La gioia di quell’inaspettato 2-2 al “San Paolo” contro il Napoli durò poco per Walter Zenga, all’epoca (nel 2015) all’inizio della sua breve avventura come allenatore della Sampdoria. Quel pareggio, strappato grazie alla doppietta di Éder, fu un risultato straordinario date le statistiche completamente a sfavore dei blucerchiati, ma l’indomani il tecnico blucerchiato aveva già in mente altre questioni.

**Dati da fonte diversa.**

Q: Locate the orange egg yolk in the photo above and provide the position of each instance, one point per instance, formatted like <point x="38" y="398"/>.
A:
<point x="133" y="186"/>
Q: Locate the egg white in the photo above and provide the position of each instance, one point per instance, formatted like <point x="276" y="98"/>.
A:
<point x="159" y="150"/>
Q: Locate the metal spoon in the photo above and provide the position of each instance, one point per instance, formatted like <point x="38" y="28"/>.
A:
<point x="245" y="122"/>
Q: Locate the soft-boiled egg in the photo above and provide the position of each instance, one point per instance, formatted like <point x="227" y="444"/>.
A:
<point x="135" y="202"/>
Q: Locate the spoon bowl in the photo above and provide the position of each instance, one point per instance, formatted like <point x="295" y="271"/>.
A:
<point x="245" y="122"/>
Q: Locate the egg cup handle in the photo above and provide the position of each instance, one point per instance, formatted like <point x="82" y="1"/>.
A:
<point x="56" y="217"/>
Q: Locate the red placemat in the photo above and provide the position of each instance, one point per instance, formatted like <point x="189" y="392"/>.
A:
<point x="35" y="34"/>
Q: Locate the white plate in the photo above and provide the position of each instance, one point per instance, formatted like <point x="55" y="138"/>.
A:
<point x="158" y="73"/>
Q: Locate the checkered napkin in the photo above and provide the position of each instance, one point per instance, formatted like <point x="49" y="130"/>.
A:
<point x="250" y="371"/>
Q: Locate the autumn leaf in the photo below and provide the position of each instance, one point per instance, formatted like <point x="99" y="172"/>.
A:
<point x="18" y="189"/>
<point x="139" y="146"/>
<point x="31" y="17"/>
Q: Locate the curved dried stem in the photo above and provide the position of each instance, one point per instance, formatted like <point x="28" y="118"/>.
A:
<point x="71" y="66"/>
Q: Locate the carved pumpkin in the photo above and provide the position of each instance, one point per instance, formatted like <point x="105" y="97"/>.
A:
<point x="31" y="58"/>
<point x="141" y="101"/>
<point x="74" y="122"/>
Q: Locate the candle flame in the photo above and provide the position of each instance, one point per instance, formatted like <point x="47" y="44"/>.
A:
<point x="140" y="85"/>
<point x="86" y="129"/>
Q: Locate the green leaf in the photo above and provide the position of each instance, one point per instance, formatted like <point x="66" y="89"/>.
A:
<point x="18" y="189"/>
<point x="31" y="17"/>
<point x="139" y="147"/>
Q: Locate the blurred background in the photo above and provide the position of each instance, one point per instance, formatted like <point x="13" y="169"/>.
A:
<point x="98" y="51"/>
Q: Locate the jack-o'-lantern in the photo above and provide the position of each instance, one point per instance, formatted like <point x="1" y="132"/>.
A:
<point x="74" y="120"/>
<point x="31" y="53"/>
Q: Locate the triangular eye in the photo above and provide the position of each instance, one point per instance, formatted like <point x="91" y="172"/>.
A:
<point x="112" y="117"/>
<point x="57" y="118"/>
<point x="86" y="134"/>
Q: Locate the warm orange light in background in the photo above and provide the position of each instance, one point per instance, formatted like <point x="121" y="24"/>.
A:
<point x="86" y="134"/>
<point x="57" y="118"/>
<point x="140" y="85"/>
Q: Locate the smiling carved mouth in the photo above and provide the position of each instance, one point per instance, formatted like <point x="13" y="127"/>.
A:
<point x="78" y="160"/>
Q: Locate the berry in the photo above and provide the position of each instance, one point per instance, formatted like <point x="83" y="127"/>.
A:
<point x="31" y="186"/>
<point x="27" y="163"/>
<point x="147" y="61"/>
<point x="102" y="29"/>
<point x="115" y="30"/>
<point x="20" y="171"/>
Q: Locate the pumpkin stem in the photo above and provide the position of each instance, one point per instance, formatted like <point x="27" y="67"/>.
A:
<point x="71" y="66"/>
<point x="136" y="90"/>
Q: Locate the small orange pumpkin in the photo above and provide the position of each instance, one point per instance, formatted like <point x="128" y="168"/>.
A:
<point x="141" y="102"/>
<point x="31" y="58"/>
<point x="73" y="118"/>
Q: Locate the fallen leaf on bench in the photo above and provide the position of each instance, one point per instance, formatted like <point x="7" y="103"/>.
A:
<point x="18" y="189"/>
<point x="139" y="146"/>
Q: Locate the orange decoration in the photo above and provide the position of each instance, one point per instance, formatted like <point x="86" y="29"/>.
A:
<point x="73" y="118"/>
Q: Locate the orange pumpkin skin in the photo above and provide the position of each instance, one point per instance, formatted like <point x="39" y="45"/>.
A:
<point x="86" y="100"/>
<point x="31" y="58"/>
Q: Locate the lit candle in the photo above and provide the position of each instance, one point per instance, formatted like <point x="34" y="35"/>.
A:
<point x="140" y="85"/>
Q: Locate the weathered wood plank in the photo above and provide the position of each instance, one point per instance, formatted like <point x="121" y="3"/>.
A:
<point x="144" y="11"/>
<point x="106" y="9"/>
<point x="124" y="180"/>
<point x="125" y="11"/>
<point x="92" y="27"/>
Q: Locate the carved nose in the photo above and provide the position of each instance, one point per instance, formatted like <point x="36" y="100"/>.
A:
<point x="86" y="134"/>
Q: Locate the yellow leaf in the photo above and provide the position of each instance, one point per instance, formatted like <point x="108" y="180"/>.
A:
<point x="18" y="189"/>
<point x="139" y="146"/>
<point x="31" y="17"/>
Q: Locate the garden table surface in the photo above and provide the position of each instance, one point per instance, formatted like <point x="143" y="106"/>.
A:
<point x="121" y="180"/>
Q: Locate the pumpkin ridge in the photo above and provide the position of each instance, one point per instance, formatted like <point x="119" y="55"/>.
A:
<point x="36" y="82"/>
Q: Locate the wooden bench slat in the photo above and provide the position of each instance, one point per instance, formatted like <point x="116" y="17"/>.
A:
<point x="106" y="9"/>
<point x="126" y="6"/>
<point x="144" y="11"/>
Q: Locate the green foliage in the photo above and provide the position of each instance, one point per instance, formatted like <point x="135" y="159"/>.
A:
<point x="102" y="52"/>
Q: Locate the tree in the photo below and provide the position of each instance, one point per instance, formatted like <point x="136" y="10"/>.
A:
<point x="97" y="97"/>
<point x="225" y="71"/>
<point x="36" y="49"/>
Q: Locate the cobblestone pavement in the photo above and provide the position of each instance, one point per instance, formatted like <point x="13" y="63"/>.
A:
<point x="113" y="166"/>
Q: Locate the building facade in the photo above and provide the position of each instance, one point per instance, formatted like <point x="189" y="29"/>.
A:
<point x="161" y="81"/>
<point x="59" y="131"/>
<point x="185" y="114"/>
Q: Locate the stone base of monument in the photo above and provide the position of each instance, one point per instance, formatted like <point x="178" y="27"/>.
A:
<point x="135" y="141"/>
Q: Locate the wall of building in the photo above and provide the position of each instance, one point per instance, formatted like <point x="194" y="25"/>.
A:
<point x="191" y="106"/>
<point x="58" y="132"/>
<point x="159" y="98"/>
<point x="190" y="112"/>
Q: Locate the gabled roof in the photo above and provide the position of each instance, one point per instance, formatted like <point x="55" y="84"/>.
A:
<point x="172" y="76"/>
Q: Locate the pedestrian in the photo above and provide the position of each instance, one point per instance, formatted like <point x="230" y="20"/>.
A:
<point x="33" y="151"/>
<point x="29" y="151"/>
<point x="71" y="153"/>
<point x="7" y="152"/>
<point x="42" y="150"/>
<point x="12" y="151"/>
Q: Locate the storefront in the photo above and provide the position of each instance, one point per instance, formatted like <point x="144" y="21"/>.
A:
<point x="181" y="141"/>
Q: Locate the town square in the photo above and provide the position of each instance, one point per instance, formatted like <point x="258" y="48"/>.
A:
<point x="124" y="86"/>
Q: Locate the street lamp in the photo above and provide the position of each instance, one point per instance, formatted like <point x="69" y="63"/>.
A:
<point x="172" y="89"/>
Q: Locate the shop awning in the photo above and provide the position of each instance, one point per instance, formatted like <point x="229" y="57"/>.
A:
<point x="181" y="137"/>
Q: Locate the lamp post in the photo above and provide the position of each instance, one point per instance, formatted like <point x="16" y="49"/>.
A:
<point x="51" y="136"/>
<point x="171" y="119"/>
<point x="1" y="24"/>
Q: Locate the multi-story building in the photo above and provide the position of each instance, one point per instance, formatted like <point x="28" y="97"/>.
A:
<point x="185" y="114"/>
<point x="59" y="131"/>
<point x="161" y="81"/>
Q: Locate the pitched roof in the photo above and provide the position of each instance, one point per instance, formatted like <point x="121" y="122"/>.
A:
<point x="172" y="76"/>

L’urgenza del momento era trattenere in rosa due gioielli come Roberto Soriano e proprio l’italo-brasiliano, resosi protagonista il giorno prima con una prestazione magistrale: «C’era l’Inter in pressing per prelevarlo nell’ultima giornata – ricorda Zenga a Il Secolo XIX – e anche Soriano era praticamente già ceduto, così dopo quel 2-2 a Napoli io andai a Milano per l’ultima giornata di mercato e restai tutto il giorno in hotel con Ferrero, Romei e Osti facendo l’impossibile per tenere sia Éder che Soriano. Al posto dell’oriundo in quelle ore si parlava di Ibarbo del Cagliari, non proprio la stessa cosa. Gli dissi di lasciarmeli e convinsi entrambi a restare. Poi la società non ha avuto pazienza con me, ma questa è un’altra storia», conclude con un pizzico di amarezza L’Uomo Ragno.